Turse’s meticulously detailed book is the culmination of more than a decade of research, which began in June 2001 while he was a graduate student exploring post-traumatic stress disorder in Vietnam veterans. With the Vietnam War Crimes Working Group—a treasure trove of records that resulted from a secret Pentagon task force about My Lai, and something he stumbled upon by chance during his initial research—as his starting point, Turse was eventually able to locate other little-known or never-revealed documents about Vietnam War crimes. In addition to searching for investigation files at the National Archives, he submitted requests under the Freedom of Information Act, and also interviewed generals, top civilian officials and hundreds of Vietnam veterans all across America.
By piecing together all of this evidence, Turse came to the following conclusion:
Killings of civilians—whether cold-blooded slaughter like the massacre at My Lai or the routinely indifferent, wanton bloodshed like the lime gatherers’ ambush in Binh Long—were widespread, routine, and directly attributable to U.S. command policies.
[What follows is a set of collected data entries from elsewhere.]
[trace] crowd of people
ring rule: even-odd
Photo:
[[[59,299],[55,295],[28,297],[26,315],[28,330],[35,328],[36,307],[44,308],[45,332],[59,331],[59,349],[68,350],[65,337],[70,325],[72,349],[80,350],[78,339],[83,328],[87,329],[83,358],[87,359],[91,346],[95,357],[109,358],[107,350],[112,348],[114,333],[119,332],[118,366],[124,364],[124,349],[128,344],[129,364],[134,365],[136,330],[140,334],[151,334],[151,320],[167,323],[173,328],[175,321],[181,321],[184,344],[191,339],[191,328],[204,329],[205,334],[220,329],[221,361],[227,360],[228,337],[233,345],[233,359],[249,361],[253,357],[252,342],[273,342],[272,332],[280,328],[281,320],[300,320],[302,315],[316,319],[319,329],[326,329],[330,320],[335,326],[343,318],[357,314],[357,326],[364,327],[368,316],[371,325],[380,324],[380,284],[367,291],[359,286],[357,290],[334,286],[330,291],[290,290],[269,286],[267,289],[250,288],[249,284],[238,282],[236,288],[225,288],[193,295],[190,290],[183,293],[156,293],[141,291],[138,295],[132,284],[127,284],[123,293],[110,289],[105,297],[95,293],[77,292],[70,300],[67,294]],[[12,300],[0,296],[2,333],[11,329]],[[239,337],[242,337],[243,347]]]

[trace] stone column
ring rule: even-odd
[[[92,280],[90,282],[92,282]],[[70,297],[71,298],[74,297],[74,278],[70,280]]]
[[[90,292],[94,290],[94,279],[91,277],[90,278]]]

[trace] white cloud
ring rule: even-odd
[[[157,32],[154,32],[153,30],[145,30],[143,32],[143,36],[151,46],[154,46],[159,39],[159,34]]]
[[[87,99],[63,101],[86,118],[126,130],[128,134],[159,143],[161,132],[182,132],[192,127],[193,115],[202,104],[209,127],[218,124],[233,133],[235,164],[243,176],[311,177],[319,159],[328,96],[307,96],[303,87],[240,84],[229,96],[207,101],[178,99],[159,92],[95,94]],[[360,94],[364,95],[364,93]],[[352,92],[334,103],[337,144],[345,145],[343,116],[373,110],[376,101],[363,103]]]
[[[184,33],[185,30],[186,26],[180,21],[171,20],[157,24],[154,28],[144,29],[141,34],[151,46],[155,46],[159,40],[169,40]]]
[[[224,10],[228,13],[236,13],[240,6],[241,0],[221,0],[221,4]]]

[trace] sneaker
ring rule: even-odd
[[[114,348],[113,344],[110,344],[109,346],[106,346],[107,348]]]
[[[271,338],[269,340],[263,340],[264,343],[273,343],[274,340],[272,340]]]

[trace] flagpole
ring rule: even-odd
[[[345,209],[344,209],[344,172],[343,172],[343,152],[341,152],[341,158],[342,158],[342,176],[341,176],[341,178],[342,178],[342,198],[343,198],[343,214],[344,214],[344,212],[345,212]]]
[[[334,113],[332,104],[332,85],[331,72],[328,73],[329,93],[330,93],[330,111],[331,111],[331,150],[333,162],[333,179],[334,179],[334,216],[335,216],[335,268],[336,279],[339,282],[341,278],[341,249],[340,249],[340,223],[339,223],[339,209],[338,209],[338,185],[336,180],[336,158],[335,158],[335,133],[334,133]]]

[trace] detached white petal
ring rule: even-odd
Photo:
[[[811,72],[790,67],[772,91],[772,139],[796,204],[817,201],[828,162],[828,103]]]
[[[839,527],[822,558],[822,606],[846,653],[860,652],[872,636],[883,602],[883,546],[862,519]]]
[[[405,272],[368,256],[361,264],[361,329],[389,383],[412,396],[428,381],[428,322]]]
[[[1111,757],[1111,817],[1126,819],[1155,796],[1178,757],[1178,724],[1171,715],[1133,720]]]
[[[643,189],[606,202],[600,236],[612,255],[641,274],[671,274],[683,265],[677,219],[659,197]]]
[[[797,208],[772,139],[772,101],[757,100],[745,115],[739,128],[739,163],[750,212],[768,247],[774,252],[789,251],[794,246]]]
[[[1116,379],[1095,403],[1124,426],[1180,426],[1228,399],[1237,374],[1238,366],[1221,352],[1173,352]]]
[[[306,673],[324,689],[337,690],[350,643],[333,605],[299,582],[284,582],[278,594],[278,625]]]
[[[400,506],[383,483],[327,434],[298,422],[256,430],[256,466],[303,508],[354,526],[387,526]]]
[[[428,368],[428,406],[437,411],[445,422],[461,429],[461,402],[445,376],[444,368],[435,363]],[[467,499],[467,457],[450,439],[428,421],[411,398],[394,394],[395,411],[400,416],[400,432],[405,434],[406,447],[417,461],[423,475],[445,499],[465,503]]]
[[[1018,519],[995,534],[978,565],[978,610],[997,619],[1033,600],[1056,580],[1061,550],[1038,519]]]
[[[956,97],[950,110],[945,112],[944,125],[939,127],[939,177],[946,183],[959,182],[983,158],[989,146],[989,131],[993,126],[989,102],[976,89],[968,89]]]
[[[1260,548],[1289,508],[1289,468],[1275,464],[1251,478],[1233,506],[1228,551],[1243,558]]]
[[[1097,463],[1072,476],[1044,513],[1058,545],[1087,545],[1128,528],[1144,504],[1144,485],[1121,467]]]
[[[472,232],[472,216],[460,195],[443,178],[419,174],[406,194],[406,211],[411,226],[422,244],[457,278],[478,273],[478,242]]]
And such massacres by soldiers and marines, my research showed, were themselves just a tiny part of the story. For every mass killing by ground troops that left piles of civilian corpses in a forest clearing or a drainage ditch, there were exponentially more victims killed by the everyday exercise of the American way of war from the air.
In Turse’s view, this—the side of Vietnam “that barely appears at all in the tens of thousands of volumes written about” the topic—is the real war. It’s the one that history textbooks have long glossed over, the one that shows My Lai as part of a dark and disturbing trend and not simply a one-off.
In short, this is exactly the war that King was talking about all those decades ago.
For revealing the true depth and scope of the atrocities committed during the war—and for proving, again and definitely, how right King’s condemnation of Vietnam was—we honor Nick Turse as our Truthdigger of the Week.